Accuracy and Practical Considerations for Doubly Labeled Water Analysis in Nutrition Studies Using a Laser-Based Isotope Instrument (Off-Axis Integrated Cavity Output Spectroscopy)

BACKGROUND: Given the utility of the doubly labeled water (DLW) method for determination of energy expenditure, additional techniques for isotope analysis of the samples are welcome. Laser-based instruments are one such new analytical tool, but their accuracy and feasibility for DLW studies are grossly understudied. OBJECTIVES: We assessed the accuracy of laser-based isotope ratio measurements as part of the DLW method for estimation of carbon dioxide production rate (rCO(2)) and total energy expenditure (TEE), in between-group comparison study designs.
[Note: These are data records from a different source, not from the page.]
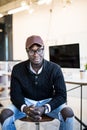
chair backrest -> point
(45, 118)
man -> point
(37, 88)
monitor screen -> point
(67, 56)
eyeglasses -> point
(38, 51)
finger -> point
(36, 112)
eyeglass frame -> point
(31, 52)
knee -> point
(5, 114)
(67, 112)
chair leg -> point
(37, 125)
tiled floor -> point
(52, 125)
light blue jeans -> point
(64, 125)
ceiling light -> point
(22, 8)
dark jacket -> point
(48, 84)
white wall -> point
(61, 26)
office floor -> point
(53, 125)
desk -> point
(80, 83)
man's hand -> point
(34, 113)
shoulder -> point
(51, 66)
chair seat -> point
(45, 118)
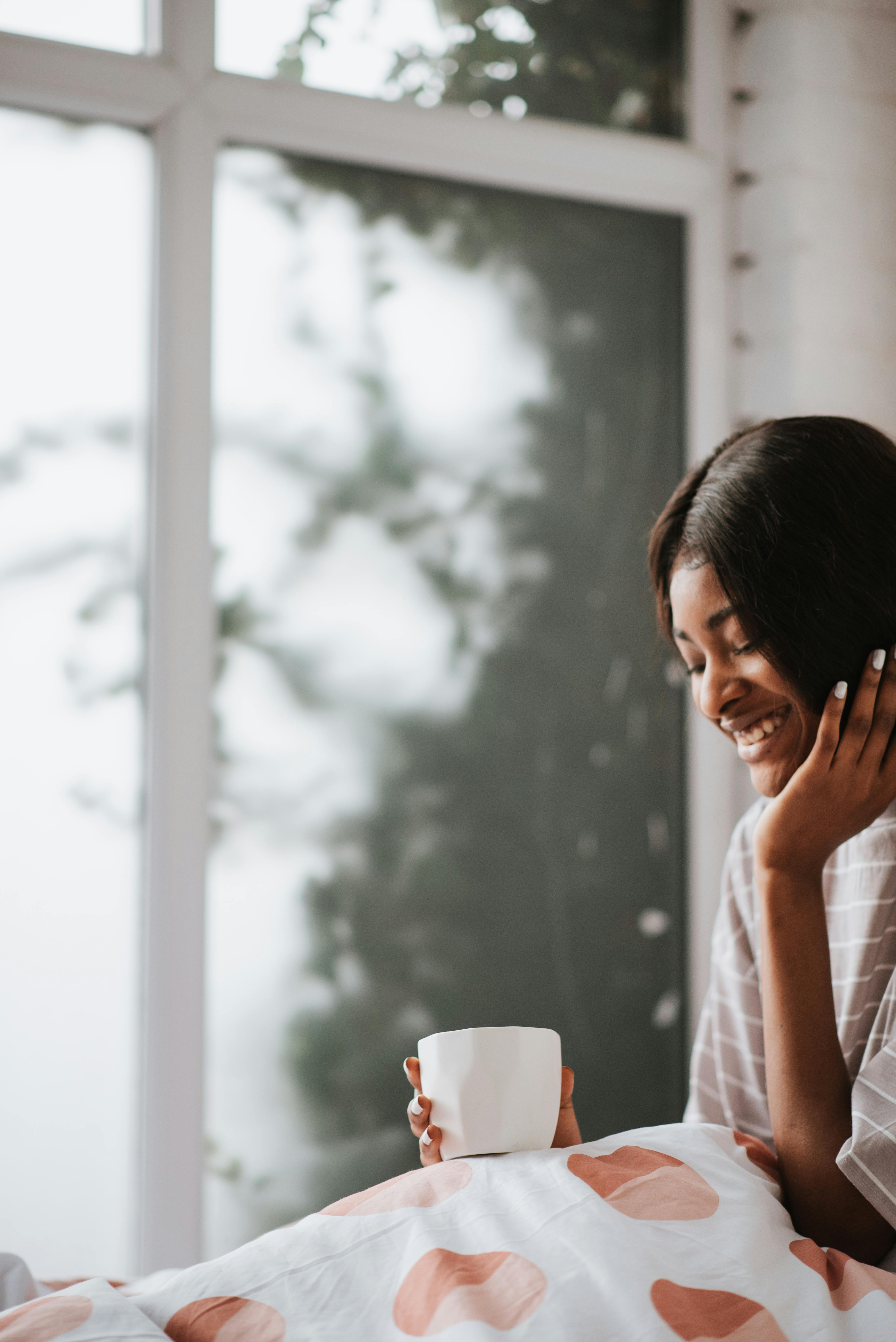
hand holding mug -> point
(430, 1137)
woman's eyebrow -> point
(720, 618)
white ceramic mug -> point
(494, 1089)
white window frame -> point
(191, 109)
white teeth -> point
(760, 731)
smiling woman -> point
(776, 575)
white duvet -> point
(662, 1234)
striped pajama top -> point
(728, 1066)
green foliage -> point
(473, 893)
(615, 62)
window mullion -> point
(179, 672)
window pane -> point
(450, 763)
(115, 25)
(616, 64)
(73, 276)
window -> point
(449, 760)
(74, 277)
(612, 65)
(115, 25)
(584, 270)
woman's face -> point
(734, 686)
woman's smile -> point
(734, 685)
(760, 735)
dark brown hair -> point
(799, 520)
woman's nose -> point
(720, 688)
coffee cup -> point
(494, 1089)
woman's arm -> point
(840, 790)
(807, 1077)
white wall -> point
(817, 311)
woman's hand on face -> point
(844, 784)
(419, 1109)
(428, 1137)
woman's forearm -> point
(807, 1078)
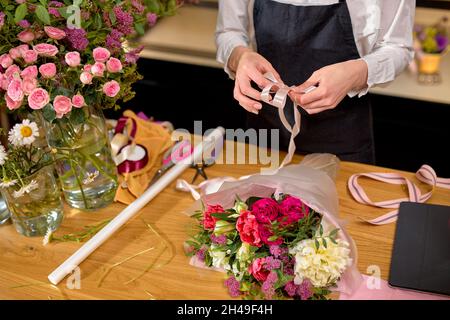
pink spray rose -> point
(292, 210)
(62, 105)
(38, 99)
(26, 36)
(48, 70)
(29, 56)
(28, 85)
(73, 59)
(101, 54)
(29, 72)
(6, 60)
(257, 270)
(54, 33)
(111, 88)
(209, 222)
(98, 69)
(247, 226)
(78, 101)
(265, 210)
(45, 50)
(15, 92)
(114, 65)
(86, 77)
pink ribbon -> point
(425, 174)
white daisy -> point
(91, 176)
(33, 185)
(3, 155)
(24, 133)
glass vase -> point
(35, 203)
(84, 164)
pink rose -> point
(248, 229)
(38, 99)
(28, 85)
(6, 60)
(12, 105)
(114, 65)
(257, 270)
(209, 222)
(292, 210)
(265, 210)
(29, 56)
(45, 50)
(62, 106)
(111, 88)
(15, 92)
(101, 54)
(98, 69)
(48, 70)
(78, 101)
(86, 77)
(54, 33)
(73, 59)
(26, 36)
(29, 72)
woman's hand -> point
(249, 66)
(333, 83)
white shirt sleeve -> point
(232, 29)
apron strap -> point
(426, 174)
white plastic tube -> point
(96, 241)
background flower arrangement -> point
(271, 248)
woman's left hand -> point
(333, 83)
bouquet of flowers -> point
(276, 236)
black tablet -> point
(421, 254)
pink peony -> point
(101, 54)
(38, 99)
(48, 70)
(29, 72)
(54, 33)
(248, 228)
(62, 105)
(98, 69)
(26, 36)
(46, 50)
(73, 59)
(12, 105)
(78, 101)
(29, 56)
(292, 210)
(15, 92)
(28, 85)
(111, 88)
(6, 60)
(114, 65)
(257, 270)
(265, 210)
(86, 77)
(209, 222)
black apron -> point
(299, 40)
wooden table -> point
(25, 263)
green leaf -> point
(42, 14)
(49, 113)
(21, 12)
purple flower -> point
(233, 286)
(124, 21)
(152, 18)
(77, 38)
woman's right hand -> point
(249, 66)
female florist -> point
(103, 198)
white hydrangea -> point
(321, 266)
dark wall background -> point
(408, 133)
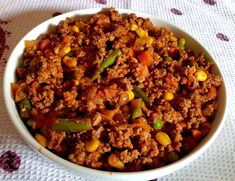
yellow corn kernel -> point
(139, 42)
(168, 96)
(110, 113)
(67, 39)
(92, 145)
(75, 29)
(70, 61)
(64, 51)
(131, 95)
(201, 75)
(173, 39)
(157, 55)
(41, 139)
(134, 27)
(115, 162)
(163, 138)
(149, 40)
(141, 33)
(192, 70)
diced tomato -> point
(146, 58)
(173, 52)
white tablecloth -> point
(212, 22)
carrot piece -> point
(130, 52)
(146, 58)
(196, 134)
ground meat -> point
(106, 87)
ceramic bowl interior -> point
(9, 77)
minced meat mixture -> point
(115, 92)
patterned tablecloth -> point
(212, 22)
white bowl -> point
(9, 77)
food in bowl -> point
(115, 92)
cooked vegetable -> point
(168, 96)
(172, 157)
(163, 138)
(141, 33)
(136, 108)
(196, 134)
(134, 27)
(72, 125)
(41, 139)
(109, 61)
(92, 145)
(146, 58)
(138, 92)
(25, 108)
(114, 92)
(70, 61)
(115, 162)
(158, 124)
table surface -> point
(210, 21)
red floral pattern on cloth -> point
(3, 46)
(10, 161)
(101, 1)
(176, 11)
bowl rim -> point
(152, 173)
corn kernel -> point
(110, 113)
(201, 75)
(70, 61)
(75, 29)
(115, 162)
(157, 55)
(139, 42)
(173, 39)
(134, 27)
(163, 138)
(41, 139)
(149, 40)
(168, 96)
(67, 39)
(131, 95)
(141, 33)
(92, 145)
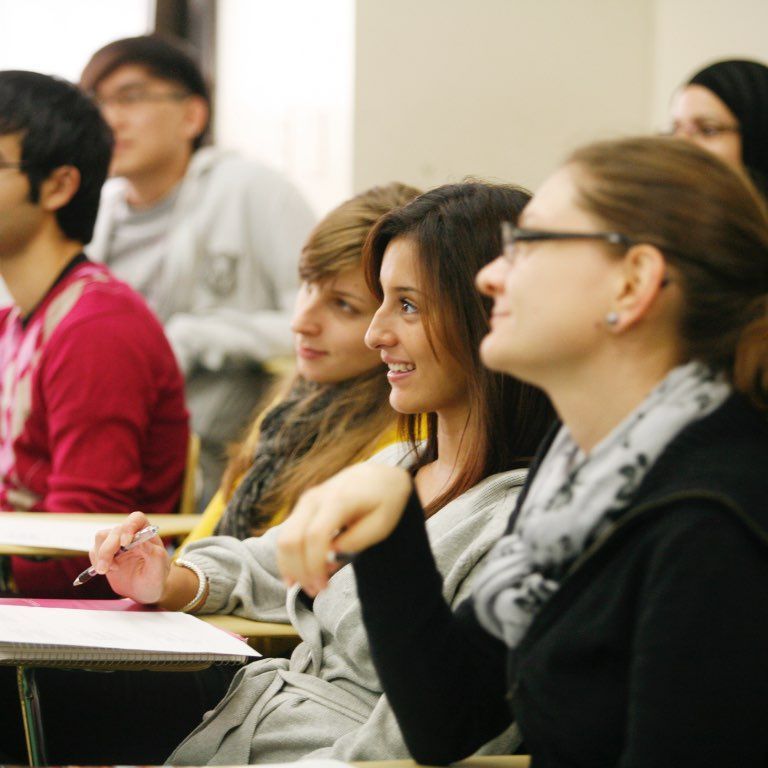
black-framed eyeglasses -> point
(511, 235)
(131, 98)
(701, 130)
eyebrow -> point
(134, 85)
(348, 294)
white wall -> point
(284, 94)
(58, 36)
(496, 88)
(692, 33)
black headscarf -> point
(743, 87)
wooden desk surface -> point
(170, 525)
(490, 761)
(247, 628)
(267, 638)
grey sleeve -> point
(243, 576)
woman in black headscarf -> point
(724, 109)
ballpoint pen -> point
(139, 537)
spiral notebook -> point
(78, 637)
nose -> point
(379, 334)
(490, 279)
(306, 320)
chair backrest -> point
(188, 498)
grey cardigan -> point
(326, 701)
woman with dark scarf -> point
(622, 620)
(333, 410)
(724, 109)
(479, 432)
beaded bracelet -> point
(201, 588)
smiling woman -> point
(421, 261)
(621, 620)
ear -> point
(642, 277)
(196, 115)
(59, 188)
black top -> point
(653, 652)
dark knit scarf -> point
(743, 87)
(286, 434)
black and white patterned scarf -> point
(576, 496)
(286, 434)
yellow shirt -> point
(218, 503)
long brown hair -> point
(356, 419)
(456, 230)
(711, 225)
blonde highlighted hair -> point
(355, 421)
(711, 224)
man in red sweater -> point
(92, 414)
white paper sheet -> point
(49, 533)
(152, 632)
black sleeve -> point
(699, 677)
(442, 673)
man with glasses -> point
(92, 415)
(211, 241)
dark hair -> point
(711, 225)
(58, 126)
(742, 85)
(162, 56)
(456, 230)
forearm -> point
(242, 576)
(181, 586)
(443, 675)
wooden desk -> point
(170, 525)
(266, 637)
(490, 761)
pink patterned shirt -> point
(92, 414)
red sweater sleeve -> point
(101, 385)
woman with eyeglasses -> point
(724, 109)
(622, 620)
(480, 429)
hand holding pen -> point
(145, 534)
(135, 563)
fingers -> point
(296, 556)
(109, 541)
(353, 510)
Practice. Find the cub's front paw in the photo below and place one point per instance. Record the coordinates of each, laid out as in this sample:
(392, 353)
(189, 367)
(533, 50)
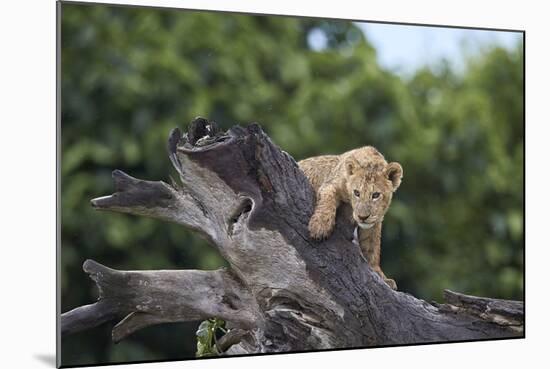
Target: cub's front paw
(320, 226)
(390, 282)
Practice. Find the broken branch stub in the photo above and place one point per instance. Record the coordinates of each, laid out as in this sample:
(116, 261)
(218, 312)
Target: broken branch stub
(283, 290)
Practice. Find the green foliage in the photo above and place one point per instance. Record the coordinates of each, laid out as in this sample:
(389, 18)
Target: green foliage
(206, 337)
(129, 75)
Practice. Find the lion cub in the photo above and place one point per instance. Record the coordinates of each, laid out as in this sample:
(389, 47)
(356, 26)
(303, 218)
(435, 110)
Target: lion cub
(362, 178)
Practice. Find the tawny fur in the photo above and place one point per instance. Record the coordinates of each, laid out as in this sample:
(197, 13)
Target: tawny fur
(362, 178)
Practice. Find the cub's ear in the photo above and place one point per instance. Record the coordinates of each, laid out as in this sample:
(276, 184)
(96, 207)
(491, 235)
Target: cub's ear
(351, 166)
(394, 172)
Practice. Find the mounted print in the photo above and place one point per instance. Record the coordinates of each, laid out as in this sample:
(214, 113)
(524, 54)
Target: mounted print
(242, 184)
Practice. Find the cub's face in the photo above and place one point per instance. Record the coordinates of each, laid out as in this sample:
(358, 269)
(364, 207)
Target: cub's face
(370, 190)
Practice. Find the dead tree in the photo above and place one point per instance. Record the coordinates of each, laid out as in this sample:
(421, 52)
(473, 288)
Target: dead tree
(283, 291)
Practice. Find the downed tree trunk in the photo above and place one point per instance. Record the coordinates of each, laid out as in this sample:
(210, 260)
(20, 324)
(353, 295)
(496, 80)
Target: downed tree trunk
(283, 290)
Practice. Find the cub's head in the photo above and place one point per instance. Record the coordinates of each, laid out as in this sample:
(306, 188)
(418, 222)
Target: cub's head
(370, 186)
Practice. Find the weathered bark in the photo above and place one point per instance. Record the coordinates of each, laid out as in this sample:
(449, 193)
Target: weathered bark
(283, 290)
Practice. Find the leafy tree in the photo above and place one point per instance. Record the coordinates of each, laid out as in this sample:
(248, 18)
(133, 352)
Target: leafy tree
(129, 75)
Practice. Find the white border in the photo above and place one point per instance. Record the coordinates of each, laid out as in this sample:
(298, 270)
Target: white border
(28, 181)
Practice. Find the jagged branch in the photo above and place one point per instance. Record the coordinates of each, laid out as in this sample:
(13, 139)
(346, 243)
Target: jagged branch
(291, 293)
(165, 296)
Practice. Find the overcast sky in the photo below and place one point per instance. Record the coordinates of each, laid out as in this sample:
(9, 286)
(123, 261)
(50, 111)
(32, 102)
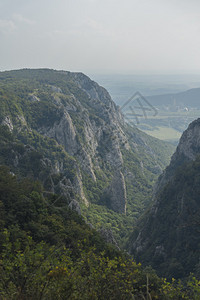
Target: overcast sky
(101, 36)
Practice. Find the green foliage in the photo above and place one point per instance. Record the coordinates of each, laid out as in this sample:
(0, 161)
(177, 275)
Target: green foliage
(175, 226)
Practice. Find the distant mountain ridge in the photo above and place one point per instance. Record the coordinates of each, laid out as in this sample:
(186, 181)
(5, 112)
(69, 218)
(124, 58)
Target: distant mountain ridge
(168, 235)
(189, 98)
(63, 129)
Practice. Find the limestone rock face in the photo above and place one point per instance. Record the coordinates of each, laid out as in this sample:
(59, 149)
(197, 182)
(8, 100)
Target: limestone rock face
(187, 150)
(117, 193)
(168, 234)
(74, 116)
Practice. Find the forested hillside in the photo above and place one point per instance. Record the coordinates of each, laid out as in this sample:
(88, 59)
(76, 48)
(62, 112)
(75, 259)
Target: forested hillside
(65, 130)
(172, 248)
(70, 165)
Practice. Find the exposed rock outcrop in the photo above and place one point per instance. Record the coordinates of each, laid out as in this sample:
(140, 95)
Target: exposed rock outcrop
(117, 193)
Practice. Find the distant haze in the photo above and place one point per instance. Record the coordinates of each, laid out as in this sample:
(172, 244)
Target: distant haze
(101, 36)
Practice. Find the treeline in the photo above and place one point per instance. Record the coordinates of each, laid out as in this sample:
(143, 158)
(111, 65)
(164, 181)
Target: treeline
(48, 252)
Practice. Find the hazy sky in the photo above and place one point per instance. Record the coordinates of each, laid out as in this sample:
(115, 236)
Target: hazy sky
(102, 36)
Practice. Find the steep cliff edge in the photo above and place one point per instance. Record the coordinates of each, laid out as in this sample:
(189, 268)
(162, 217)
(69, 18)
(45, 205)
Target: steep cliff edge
(168, 235)
(65, 130)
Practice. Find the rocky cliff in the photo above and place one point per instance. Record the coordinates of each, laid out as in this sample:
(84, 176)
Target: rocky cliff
(168, 235)
(65, 130)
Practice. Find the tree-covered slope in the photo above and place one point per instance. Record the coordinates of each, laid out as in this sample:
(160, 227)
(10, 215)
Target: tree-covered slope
(48, 252)
(168, 234)
(66, 131)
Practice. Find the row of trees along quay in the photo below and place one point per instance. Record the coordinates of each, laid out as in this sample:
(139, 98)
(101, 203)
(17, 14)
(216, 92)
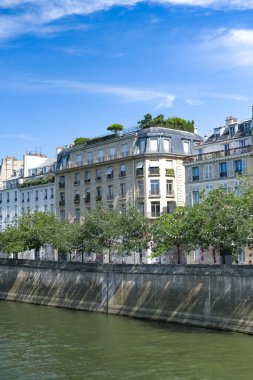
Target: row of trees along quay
(222, 220)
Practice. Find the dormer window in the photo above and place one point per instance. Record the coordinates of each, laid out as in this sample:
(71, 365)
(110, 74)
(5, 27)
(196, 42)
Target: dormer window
(231, 130)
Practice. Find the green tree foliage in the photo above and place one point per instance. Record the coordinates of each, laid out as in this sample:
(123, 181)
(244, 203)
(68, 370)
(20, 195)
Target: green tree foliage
(136, 231)
(116, 128)
(101, 231)
(171, 122)
(221, 220)
(81, 140)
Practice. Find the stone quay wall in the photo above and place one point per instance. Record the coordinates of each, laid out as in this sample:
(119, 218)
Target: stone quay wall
(218, 297)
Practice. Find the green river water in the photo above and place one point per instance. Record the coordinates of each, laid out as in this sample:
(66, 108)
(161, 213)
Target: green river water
(39, 342)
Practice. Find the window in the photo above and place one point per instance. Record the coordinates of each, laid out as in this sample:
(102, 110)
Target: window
(195, 197)
(208, 172)
(79, 160)
(247, 128)
(122, 170)
(166, 145)
(87, 176)
(112, 152)
(101, 155)
(124, 150)
(90, 157)
(153, 145)
(62, 181)
(139, 168)
(142, 145)
(77, 197)
(238, 166)
(122, 190)
(195, 173)
(141, 207)
(110, 194)
(170, 207)
(155, 187)
(87, 196)
(109, 172)
(154, 168)
(98, 175)
(186, 147)
(98, 193)
(227, 150)
(62, 199)
(77, 179)
(232, 130)
(169, 188)
(223, 170)
(62, 214)
(155, 209)
(77, 215)
(140, 192)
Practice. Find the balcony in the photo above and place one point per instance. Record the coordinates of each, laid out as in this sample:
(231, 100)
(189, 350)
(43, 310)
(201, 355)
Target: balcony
(77, 199)
(170, 172)
(139, 172)
(154, 171)
(219, 154)
(155, 194)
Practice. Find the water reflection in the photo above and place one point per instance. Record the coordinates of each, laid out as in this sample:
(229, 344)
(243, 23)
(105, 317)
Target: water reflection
(39, 342)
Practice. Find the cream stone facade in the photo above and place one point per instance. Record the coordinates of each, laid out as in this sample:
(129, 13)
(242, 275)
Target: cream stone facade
(144, 168)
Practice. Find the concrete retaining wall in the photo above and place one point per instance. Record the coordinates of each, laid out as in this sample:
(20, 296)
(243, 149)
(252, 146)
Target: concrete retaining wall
(219, 297)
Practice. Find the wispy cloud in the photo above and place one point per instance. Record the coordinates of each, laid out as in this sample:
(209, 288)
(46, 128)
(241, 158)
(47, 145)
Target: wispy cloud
(40, 16)
(17, 137)
(128, 94)
(232, 47)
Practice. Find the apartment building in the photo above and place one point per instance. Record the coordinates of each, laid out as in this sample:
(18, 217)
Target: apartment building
(220, 160)
(28, 189)
(143, 167)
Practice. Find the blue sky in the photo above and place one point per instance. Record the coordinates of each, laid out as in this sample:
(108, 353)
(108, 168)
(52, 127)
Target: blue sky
(70, 68)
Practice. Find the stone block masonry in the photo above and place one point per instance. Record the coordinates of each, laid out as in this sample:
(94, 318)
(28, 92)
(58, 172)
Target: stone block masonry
(218, 297)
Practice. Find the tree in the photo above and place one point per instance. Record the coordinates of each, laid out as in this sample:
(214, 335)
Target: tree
(116, 128)
(171, 122)
(170, 230)
(144, 123)
(81, 140)
(136, 230)
(101, 231)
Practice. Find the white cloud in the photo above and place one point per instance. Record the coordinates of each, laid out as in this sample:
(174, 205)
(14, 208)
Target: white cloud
(126, 93)
(37, 16)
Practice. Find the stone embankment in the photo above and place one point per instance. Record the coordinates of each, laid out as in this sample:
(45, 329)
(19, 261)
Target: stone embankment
(209, 296)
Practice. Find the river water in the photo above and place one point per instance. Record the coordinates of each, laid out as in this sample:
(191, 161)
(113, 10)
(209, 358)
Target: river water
(39, 342)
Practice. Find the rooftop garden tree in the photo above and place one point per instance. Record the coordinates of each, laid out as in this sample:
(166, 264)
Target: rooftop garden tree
(116, 128)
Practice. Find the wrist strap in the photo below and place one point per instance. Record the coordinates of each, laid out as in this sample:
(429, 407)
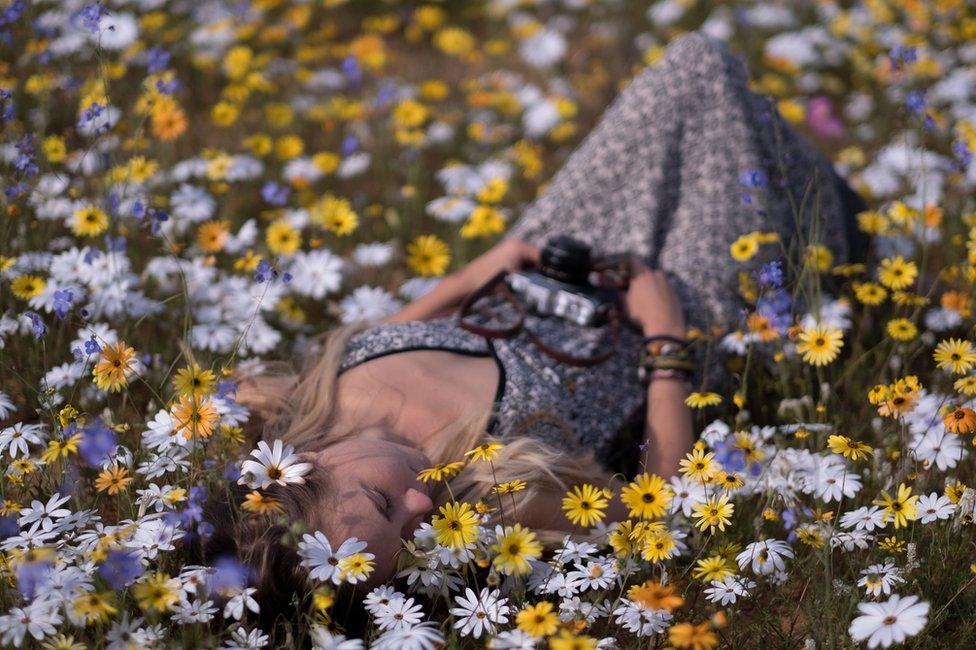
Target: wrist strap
(667, 338)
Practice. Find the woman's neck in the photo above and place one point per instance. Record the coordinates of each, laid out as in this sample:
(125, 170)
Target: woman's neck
(419, 396)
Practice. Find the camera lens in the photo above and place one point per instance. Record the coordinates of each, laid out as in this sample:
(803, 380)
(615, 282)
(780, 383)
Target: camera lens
(565, 259)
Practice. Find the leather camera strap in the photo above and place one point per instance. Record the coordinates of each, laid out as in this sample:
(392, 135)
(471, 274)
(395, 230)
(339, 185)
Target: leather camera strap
(496, 285)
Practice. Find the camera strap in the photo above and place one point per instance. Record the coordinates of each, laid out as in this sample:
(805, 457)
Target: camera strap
(497, 286)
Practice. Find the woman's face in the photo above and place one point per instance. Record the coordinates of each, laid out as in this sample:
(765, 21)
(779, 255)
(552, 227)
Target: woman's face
(377, 498)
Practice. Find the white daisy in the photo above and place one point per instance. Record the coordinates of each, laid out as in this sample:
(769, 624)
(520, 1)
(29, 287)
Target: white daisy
(890, 622)
(273, 465)
(728, 590)
(479, 613)
(317, 555)
(421, 637)
(865, 518)
(368, 304)
(399, 614)
(934, 506)
(879, 578)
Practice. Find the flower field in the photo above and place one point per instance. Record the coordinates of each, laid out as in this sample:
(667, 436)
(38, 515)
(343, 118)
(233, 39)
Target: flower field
(193, 188)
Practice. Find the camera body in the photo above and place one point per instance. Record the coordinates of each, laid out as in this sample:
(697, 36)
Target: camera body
(561, 285)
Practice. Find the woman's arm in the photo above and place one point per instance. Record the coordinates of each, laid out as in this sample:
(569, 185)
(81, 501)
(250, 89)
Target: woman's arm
(510, 254)
(668, 436)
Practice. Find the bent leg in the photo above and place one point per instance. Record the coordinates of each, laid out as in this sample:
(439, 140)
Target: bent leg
(660, 175)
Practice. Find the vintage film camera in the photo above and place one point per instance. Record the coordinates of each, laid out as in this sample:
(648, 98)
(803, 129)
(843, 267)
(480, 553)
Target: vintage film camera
(561, 286)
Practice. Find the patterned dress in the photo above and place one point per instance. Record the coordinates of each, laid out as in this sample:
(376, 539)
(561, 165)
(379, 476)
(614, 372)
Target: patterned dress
(662, 174)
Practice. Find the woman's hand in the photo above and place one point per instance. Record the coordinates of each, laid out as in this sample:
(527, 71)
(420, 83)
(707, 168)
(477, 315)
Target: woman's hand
(651, 302)
(510, 254)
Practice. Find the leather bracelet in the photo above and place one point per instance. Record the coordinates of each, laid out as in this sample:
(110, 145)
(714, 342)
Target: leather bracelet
(654, 338)
(647, 375)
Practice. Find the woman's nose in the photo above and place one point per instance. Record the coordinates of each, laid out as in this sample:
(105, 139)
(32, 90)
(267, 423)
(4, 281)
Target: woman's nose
(416, 502)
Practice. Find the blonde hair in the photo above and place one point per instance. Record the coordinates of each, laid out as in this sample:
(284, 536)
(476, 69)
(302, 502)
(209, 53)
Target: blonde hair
(304, 414)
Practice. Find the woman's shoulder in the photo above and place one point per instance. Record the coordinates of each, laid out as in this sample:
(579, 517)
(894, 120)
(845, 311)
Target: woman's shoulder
(390, 338)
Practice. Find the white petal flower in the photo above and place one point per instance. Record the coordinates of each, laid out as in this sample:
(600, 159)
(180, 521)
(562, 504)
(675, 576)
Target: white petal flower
(273, 465)
(885, 624)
METHODS: Urine samples from a previous study were analyzed with a laser-based instrument [off-axis integrated cavity output spectroscopy (OA-ICOS)]. In that study, participants consumed a high-, moderate-, or low-carbohydrate diet for 20 wk; urine samples were obtained in weeks 18–20 before and after a (2)H- and (18)O-enriched water dose. Isotope ratios (δ(2)H and δ(18)O), rCO(2), and TEE calculated by standard methods were compared to results previously obtained with the standard technique of isotope ratio mass spectrometry (IRMS). Bias, SD, and bias ± 1.96SD bands between IRMS and OA-ICOS were computed. RESULTS: The between OA-ICOS and IRMS rCO(2) and TEE trends were equivalent (within 1.2% and 4.1%, respectively), in spite of the differences in measured δ(18)O values at high enrichment levels. The OA-ICOS δ(18)O values displayed an increasing offset from the IRMS results as the (18)O enrichment increased (mean ± SD 4.6–5.7‰ ± 2‰ offset at the time point with highest (18)O enrichment, ∼135‰), whereas the hydrogen isotope ratio (δ(2)H) differed only slightly between the methods (mean offset −4.9‰ for all time points). The between-diet differences in TEE from the previous study were recapitulated with a smaller subset of participants and time points. CONCLUSIONS: OA-ICOS analysis is an accurate and feasible technique for the DLW method. Given the δ(18)O offset observed at high enrichment, validation of each OA-ICOS instrumental setup against established methods (e.g., IRMS) is recommended.